We will use the monthly prices of refined gold futures(XAUTRY) for one gram in Turkish Lira traded on BIST(Istanbul Stock Exchange) to forecasting. We created the data frame starting from 2013. You can download the relevant excel file from here.

#building the time series data
library(readxl)

df_xautry <- read_excel("xau_try.xlsx")
xautry_ts <- ts(df_xautry$price,start = c(2013,1),frequency = 12)

KNN Regression

We are going to use tsfknn package which can be used to forecast time series in R programming language. KNN regression process consists of instance, features, and targets components. Below is an example to understand the components and the process.

library(tsfknn)

pred <- knn_forecasting(xautry_ts, h = 6, lags = 1:12,k=3)
autoplot(pred, highlight = "neighbors",faceting = TRUE)

The lags parameter indicates the lagged values of the time series data. The lagged values are used as features or explanatory variables. In this example, because our time series data is monthly, we set the parameters to 1:12. The last 12 observations of the data build the instance, which is shown by purple points on the graph.

This instance is used as a reference vector to find features that are the closest vectors to that instance. The relevant distance metric is calculated by the Euclidean formula as shown below:

\sqrt {\displaystyle\sum_{x=1}^{n} (f_{x}^i-q_x)^2 }

q_x denotes the instance and f_{x}^i indicates the features that are ranked in order by the distance metric. The k parameter determines the number of k closest features vectors which are called k nearest neighbors.

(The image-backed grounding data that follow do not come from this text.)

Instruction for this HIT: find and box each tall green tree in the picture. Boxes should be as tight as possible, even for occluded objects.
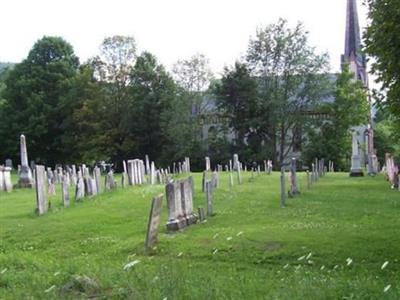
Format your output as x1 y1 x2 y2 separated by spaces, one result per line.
302 65 369 170
214 62 261 162
129 52 177 164
171 53 214 167
364 0 400 125
0 36 79 164
74 35 138 163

nearest_neighbors function shows the instance, k nearest neighbors, and the targets.

nearest_neighbors(pred)

#$instance
#Lag 12 Lag 11 Lag 10  Lag 9  Lag 8  Lag 7  Lag 6  Lag 5  Lag 4  Lag 3  Lag 2 
#272.79 277.55 272.91 291.12 306.76 322.53 345.28 382.02 384.06 389.36 448.28 
# Lag 1 
#462.59 

#$nneighbors
#  Lag 12 Lag 11 Lag 10  Lag 9  Lag 8  Lag 7  Lag 6  Lag 5  Lag 4  Lag 3  Lag 2
#1 240.87 245.78 248.24 260.94 258.68 288.16 272.79 277.55 272.91 291.12 306.76
#2 225.74 240.87 245.78 248.24 260.94 258.68 288.16 272.79 277.55 272.91 291.12
#3 223.97 225.74 240.87 245.78 248.24 260.94 258.68 288.16 272.79 277.55 272.91
#   Lag 1     H1     H2     H3     H4     H5     H6
#1 322.53 345.28 382.02 384.06 389.36 448.28 462.59
#2 306.76 322.53 345.28 382.02 384.06 389.36 448.28
#3 291.12 306.76 322.53 345.28 382.02 384.06 389.36

Targets are the time-series data that come right after the nearest neighbors and their number is the value of the h parameter. The targets of the nearest neighbors are averaged to forecast the future h periods.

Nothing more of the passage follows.